Ravaged: A Post-Apocalyptic Thriller (Taken World Book 1)
Page 14
“That sounds inappropriate,” Derek mumbled.
“There’s our Derek. He’s back,” Jane said, smiling, but Logan thought the smile on her face looked…off.
A sudden feeling came over him, telling him there wouldn’t be many reasons to smile anymore.
“Yeah…” Brad said. His brow furrowed. He cocked his head, scanned around the room. “Have you guys seen my mom?”
The others shook their heads. Logan said ‘No’.
“I’m gonna go check on her really quick,” Brad said.
“Mind if I finish up the barricading?” Logan asked.
“Nope. Be my guest,” Brad said. He handed Logan the hammer and took a handful of long nails out of his pocket, setting them on the empty chair closest to him. “There’s more out in the garage. Feel free to break whatever you want for wood. Ma won’t care under these circumstances.”
Logan nodded. He didn’t feel too comfortable breaking someone else’s stuff, someone he barely knew who’d saved his and his wife’s lives, but the fact of the matter stood that something was happening outside, something none of their minds were ready to accept or comprehend.
It is the humans’ will to survive. Logan figured if he had to break apart a few tables and chairs and cabinets to help increase their chances of survival, then so be it. “Derek, help me with this,” he said.

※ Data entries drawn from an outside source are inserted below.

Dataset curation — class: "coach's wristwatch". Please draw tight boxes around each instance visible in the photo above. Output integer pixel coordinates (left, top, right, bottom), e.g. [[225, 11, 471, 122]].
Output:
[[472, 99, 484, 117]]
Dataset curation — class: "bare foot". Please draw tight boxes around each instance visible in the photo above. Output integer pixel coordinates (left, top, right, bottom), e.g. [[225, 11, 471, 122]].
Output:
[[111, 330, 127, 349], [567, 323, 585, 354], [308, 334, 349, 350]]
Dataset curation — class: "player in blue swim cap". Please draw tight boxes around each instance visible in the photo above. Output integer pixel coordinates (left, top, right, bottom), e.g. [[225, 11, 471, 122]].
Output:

He hardly needed the help. The centerpiece of the living room only weighed a little over ten pounds; for a man of Logan’s stature, that was the equivalent of a feather. He only wanted Derek’s assistance to help ease the kid’s mind.

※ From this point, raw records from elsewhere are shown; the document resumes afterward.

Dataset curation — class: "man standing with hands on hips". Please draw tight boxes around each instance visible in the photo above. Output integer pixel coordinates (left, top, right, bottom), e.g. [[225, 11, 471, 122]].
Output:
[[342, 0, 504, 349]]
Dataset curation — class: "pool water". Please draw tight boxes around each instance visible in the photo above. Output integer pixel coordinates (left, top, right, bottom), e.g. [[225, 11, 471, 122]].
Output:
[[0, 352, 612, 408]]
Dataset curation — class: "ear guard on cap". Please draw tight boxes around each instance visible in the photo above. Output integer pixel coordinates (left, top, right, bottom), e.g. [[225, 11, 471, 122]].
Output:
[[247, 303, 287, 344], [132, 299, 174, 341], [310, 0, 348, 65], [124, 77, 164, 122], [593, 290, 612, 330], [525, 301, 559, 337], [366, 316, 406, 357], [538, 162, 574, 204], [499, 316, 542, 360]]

Between the two of them, they got the legs off the table without making much noise. Then Logan held the flat surface over the bay window, while Derek hammered away. Softly, but with a driving force.
“What do you two know about carpentry?” Jane said from the couch.

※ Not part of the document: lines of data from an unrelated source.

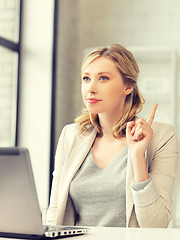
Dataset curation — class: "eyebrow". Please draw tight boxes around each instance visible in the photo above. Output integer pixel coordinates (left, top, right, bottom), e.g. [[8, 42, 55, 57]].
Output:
[[82, 72, 112, 75]]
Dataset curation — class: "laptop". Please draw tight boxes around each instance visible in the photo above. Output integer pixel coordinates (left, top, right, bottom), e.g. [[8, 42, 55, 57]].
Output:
[[0, 147, 88, 239]]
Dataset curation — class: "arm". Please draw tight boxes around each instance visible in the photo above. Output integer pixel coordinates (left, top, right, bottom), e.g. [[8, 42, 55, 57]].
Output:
[[46, 127, 66, 225], [126, 105, 177, 227], [132, 127, 178, 227]]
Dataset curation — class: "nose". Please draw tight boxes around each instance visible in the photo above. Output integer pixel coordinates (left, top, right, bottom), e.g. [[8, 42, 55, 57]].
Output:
[[89, 79, 97, 93]]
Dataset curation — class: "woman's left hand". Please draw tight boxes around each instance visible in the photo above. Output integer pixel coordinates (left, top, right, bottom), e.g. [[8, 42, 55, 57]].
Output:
[[126, 104, 158, 156]]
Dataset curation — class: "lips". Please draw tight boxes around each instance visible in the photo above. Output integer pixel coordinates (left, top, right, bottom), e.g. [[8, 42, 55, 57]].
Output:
[[87, 98, 102, 103]]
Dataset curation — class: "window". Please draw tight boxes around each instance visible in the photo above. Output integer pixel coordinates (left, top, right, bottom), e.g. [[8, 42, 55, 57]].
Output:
[[0, 0, 22, 147]]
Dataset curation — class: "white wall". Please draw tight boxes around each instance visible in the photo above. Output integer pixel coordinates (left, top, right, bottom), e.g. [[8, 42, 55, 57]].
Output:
[[19, 0, 54, 208]]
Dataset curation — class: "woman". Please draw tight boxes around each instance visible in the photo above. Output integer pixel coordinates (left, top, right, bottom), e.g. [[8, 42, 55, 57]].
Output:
[[47, 44, 177, 227]]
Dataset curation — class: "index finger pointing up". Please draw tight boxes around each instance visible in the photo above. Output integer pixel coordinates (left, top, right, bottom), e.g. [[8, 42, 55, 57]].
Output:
[[147, 104, 158, 126]]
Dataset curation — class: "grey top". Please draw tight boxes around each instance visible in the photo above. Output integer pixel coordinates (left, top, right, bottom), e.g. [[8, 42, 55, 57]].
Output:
[[70, 147, 128, 227], [69, 147, 152, 227]]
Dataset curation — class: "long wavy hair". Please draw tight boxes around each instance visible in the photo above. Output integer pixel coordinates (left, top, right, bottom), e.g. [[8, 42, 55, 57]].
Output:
[[75, 44, 145, 139]]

“All these years together, and I’m still surprising you,” Logan replied. He turned his head around and winked at his wife. She smiled back.
“Hold still,” Derek said, muffled because he held a nail between his teeth while he pounded in another one.
“Sorry.”
After the coffee table was up, they took apart an end table and nailed it over the front door window, using the last of their nails.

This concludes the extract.